At a time when there’s just one alternative newsweekly in the state (you’re looking at it) and a single company owns every daily newspaper in the state except for The Maui News, the variety and independence of the programming on Hawaii Public Radio is both refreshing and vital. Funded largely by listeners, HPR depends on regularly scheduled pledge drives. For regular listeners, the drive’s constant interruptions for station personnel to ask for money can be a hassle, but they’re necessary–something listeners must endure before the station raises their required funds and everything goes back to normal.
But what happens when the drive fails?
On Friday, Oct. 10, for the first time in the last 15 years, Hawaii Public Radio failed to meet its fundraising goal. The goal of its most recent 10-day pledge drive was $1.032 million, but the station only raised a little over $799,000. Michael Titterton, HPR’s president and general manager, said he and his colleagues are “still trying to figure it out” and make up the rather substantial $232,000-plus shortfall.

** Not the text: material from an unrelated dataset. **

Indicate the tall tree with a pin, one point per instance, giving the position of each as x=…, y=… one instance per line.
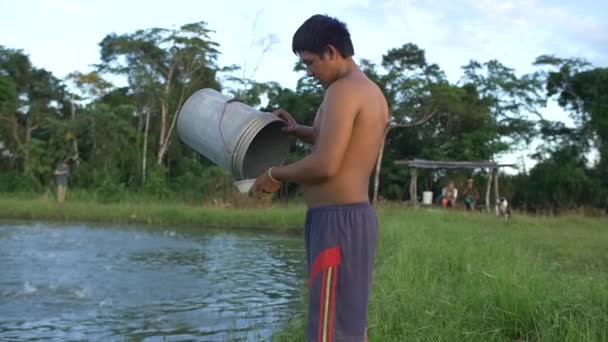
x=163, y=67
x=35, y=96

“We were very disappointed but not shocked,” Titterton told me by phone on Oct. 13. “It had to happen sooner or later. The longer it goes on successfully, the less people think it [a shortfall] can happen.”
As Titterton noted, “it’s certainly been a bad few months for everyone.” He also felt recent stock market plunges didn’t help. “But I can’t help thinking a certain complacency set in,” he said. “I can’t believe in my heart of hearts that this is the permanent state of affairs.”
He also said the station has been in solid financial shape. “We’ve finished the last 15 years in the black,” he said. “We’re debt-free now. We own the building we’re in. We don’t want to borrow money to stay in business, and we don’t want to cut service.”
So what’s next for HPR? This Wednesday, Oct. 15, the station will start “Celebration 2014: Closing Time,” a follow-on pledge drive to make up the shortfall.
“If that’s not successful, it will be very difficult for us,” Titterton said. “I really can’t imagine that we’d come back with another drive later in the year.”